Mapping of RJ in 2020 published, RJ features in GBV strategy implementation plan – July 2022 update
19th July 2022

July 2022 update – Mapping exercise of restorative justice in 2022 published, restorative justice features in new gender-based violence Implementation Plan

New research published mapping the use of restorative justice in Ireland in 2020

We are delighted to announce the publication of our second mapping exercise of restorative justice in Ireland. This covers the calendar year 2020 and includes previously unpublished data from six major RJ providers.

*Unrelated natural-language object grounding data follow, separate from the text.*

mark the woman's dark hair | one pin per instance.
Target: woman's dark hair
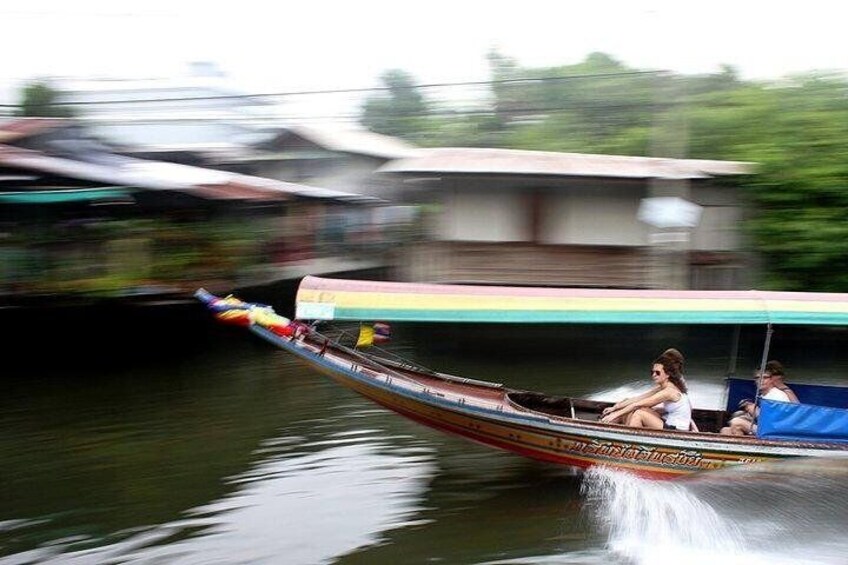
(672, 363)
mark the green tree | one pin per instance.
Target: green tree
(38, 99)
(401, 110)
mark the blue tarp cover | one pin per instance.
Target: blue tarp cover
(802, 422)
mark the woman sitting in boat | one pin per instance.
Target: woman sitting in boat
(665, 406)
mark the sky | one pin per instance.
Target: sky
(267, 46)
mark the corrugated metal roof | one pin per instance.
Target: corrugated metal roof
(158, 175)
(356, 141)
(458, 160)
(18, 128)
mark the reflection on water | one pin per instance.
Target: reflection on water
(238, 454)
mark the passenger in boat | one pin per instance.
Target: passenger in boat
(772, 387)
(665, 406)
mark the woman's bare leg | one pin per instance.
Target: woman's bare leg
(645, 418)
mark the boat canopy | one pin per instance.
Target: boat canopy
(339, 299)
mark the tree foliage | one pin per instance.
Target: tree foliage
(795, 129)
(400, 111)
(38, 99)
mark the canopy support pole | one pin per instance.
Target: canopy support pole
(763, 362)
(734, 351)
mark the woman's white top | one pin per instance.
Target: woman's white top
(678, 414)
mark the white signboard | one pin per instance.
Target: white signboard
(315, 311)
(669, 212)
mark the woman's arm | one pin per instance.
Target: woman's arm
(628, 401)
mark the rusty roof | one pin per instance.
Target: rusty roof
(158, 175)
(462, 160)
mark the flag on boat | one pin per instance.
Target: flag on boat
(372, 334)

Based on these data, we estimate that the number of cases rose to 1056 in 2020 from 853 in 2019, although a steep increase in restorative youth cautions (716 in 2020, up from 125 in 2019) masks a sharp decline in cases reported by the major providers in receipt of court referrals (i.e. RJS and RJC), likely due to COVID-19. We estimate that victims participated in about 65% of cases that had a direct victim, and found that the vast majority of cases in which restorative justice was used were at the lower end of the spectrum of seriousness.

Read an analysis of our findings here. You can find updated service profiles here, a detailed overview of the findings here and summary tables here. Recently, the International Journal of Law, Crime and Justice published an article analysing the 2019 findings – read this here.

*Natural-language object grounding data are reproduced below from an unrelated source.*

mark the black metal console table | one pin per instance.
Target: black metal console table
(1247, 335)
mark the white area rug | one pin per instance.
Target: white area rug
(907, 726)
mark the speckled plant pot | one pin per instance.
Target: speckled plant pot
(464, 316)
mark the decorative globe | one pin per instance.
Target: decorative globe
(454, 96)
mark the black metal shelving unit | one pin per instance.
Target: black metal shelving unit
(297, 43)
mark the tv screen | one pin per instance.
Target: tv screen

Restorative justice features in new gender-based violence strategy’s Implementation Plan

In June, the Government published the Third National Domestic, Sexual and Gender-Based Violence Strategy and an associated Implementation Plan, in a social and political context where preventing and responding effectively to gender-based violence has rightly become imperative. Restorative justice is included in the Implementation Plan, p.37 of which states that the Department of Justice and a new statutory agency for gender-based violence will:

Examine the role and potential of victim/survivor-led restorative justice initiatives as part of a suite of options post-conviction and stage of release into the community. This includes contributing to RJS4C European project for the wider and consistent availability of restorative justice services (including victim offender mediation), ensuring specific provision for vulnerable victims/survivors in accordance with actions identified in Supporting a Victim’s Journey.

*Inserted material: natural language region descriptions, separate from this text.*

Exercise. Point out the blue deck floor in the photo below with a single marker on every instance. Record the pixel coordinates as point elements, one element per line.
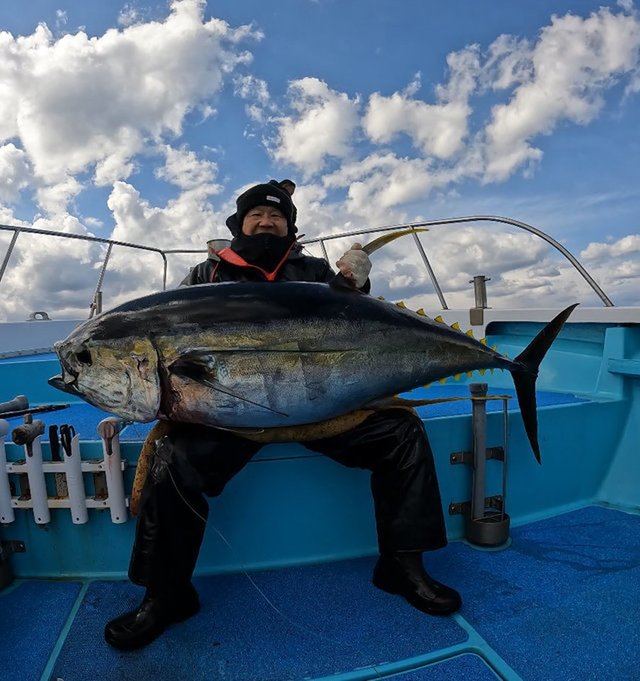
<point>560,603</point>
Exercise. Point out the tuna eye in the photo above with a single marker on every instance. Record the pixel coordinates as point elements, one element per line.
<point>84,356</point>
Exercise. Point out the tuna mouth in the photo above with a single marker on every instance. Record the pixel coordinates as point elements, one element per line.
<point>63,383</point>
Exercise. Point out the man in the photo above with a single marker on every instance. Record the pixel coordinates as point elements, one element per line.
<point>193,461</point>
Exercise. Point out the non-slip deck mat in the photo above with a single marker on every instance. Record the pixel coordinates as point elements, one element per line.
<point>32,615</point>
<point>331,620</point>
<point>467,667</point>
<point>563,602</point>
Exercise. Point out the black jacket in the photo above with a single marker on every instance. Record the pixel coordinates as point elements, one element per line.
<point>297,267</point>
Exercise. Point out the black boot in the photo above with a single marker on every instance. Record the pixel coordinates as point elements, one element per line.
<point>402,573</point>
<point>139,627</point>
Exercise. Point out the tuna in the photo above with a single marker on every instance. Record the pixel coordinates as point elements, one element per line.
<point>273,355</point>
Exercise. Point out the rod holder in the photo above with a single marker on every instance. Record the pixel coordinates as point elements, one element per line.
<point>486,522</point>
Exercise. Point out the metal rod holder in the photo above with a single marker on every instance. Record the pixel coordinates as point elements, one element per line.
<point>486,522</point>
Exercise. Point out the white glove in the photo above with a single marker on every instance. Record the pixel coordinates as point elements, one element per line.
<point>355,266</point>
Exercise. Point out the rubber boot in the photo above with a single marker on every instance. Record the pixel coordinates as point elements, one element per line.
<point>403,573</point>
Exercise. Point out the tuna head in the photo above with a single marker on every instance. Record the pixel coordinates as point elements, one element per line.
<point>117,375</point>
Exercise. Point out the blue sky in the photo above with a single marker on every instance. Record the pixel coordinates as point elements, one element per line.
<point>143,120</point>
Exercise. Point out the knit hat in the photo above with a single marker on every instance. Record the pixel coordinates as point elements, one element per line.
<point>265,195</point>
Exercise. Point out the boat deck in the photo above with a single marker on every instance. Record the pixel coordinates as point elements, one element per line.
<point>561,602</point>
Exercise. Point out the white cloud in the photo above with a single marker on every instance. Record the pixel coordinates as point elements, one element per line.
<point>597,252</point>
<point>436,129</point>
<point>55,198</point>
<point>15,172</point>
<point>81,103</point>
<point>322,126</point>
<point>570,67</point>
<point>184,169</point>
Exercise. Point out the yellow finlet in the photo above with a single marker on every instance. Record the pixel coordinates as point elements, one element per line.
<point>388,238</point>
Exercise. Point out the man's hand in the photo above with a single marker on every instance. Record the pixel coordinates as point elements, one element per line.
<point>355,266</point>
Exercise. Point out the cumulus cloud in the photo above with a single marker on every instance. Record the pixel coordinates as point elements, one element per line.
<point>15,172</point>
<point>436,129</point>
<point>321,126</point>
<point>562,77</point>
<point>93,103</point>
<point>185,170</point>
<point>625,247</point>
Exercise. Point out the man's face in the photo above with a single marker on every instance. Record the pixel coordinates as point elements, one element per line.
<point>265,220</point>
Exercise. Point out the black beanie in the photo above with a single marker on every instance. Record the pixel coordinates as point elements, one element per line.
<point>265,195</point>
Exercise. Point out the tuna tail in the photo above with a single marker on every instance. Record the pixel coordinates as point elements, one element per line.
<point>525,374</point>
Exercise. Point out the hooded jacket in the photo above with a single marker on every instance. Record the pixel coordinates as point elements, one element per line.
<point>297,267</point>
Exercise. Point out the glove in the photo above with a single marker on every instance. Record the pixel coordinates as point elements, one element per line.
<point>355,266</point>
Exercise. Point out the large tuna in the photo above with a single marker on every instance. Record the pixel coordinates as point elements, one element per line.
<point>266,355</point>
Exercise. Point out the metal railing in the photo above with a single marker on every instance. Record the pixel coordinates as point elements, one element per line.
<point>95,305</point>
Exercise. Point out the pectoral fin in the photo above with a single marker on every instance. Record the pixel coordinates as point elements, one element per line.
<point>200,366</point>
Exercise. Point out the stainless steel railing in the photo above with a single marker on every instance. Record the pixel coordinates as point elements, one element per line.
<point>95,305</point>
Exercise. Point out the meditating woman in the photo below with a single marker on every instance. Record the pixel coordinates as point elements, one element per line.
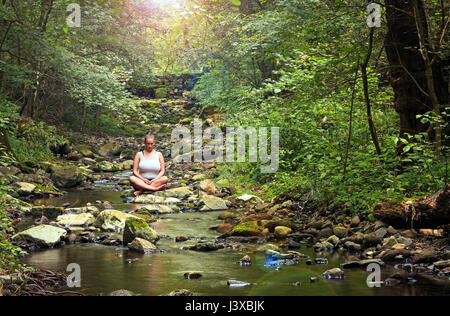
<point>148,169</point>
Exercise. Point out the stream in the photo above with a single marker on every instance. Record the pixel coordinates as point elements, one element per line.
<point>105,268</point>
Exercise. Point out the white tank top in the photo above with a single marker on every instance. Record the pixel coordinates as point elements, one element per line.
<point>149,168</point>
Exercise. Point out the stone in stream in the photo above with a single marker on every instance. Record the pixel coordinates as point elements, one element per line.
<point>112,220</point>
<point>211,203</point>
<point>67,176</point>
<point>43,235</point>
<point>9,203</point>
<point>138,228</point>
<point>235,283</point>
<point>121,293</point>
<point>142,246</point>
<point>24,188</point>
<point>182,292</point>
<point>333,274</point>
<point>85,219</point>
<point>192,275</point>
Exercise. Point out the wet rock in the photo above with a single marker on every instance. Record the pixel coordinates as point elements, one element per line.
<point>245,261</point>
<point>334,240</point>
<point>121,293</point>
<point>333,274</point>
<point>211,203</point>
<point>247,229</point>
<point>142,246</point>
<point>351,246</point>
<point>340,231</point>
<point>247,201</point>
<point>47,211</point>
<point>282,231</point>
<point>192,275</point>
<point>24,188</point>
<point>235,283</point>
<point>138,228</point>
<point>85,219</point>
<point>43,235</point>
<point>112,220</point>
<point>182,292</point>
<point>7,202</point>
<point>66,176</point>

We look forward to working with the Department and the new agency on this. You can find a link to this Implementation Plan and more official documents relating to restorative justice in Ireland on our Law, Policy and Reports page.

Creating Our Future results published

July saw the publication of results from Creating Our Future, a project crowdsourcing research topics from the public. This included several entries from Cork, Dublin, Roscommon and Tipperary on restorative justice and restorative practices, including:

  • “Researchers should explore the potential of restorative practices (such as restorative language, conversations, circles, meetings and conferences) to build and maintain healthy relationships, prevent escalation of disputes and repair harm in all aspects of society”
  • “Restorative justice is shown to be an effective way to help victims and reduce reoffending in other countries, but there has been almost no research on it here – we should study the implementation of restorative justice in Ireland”
  • “Ireland should establish itself as a leader in restorative justice”
  • “The outcomes of restorative anti-bullying/antiviolence training for anyone who works with children between the ages of 7-12. The Council of Europe called for this kind of initiative in its member states in 2014 to reduce antisocial behaviour which leads to juvenile crime and many other negative social issues”
  • “An investigation of the effectiveness of a restorative practice intervention on transition year students”

There are many related entries on crime prevention, drug decriminalization, responding to offending and supporting victims. You can search the entries here.

Finally, you can download the new open access book from Gale Burford, John Braithwaite and Valerie Braithwaite, entitled Restorative and Responsive Human Services. You can download individual chapters here.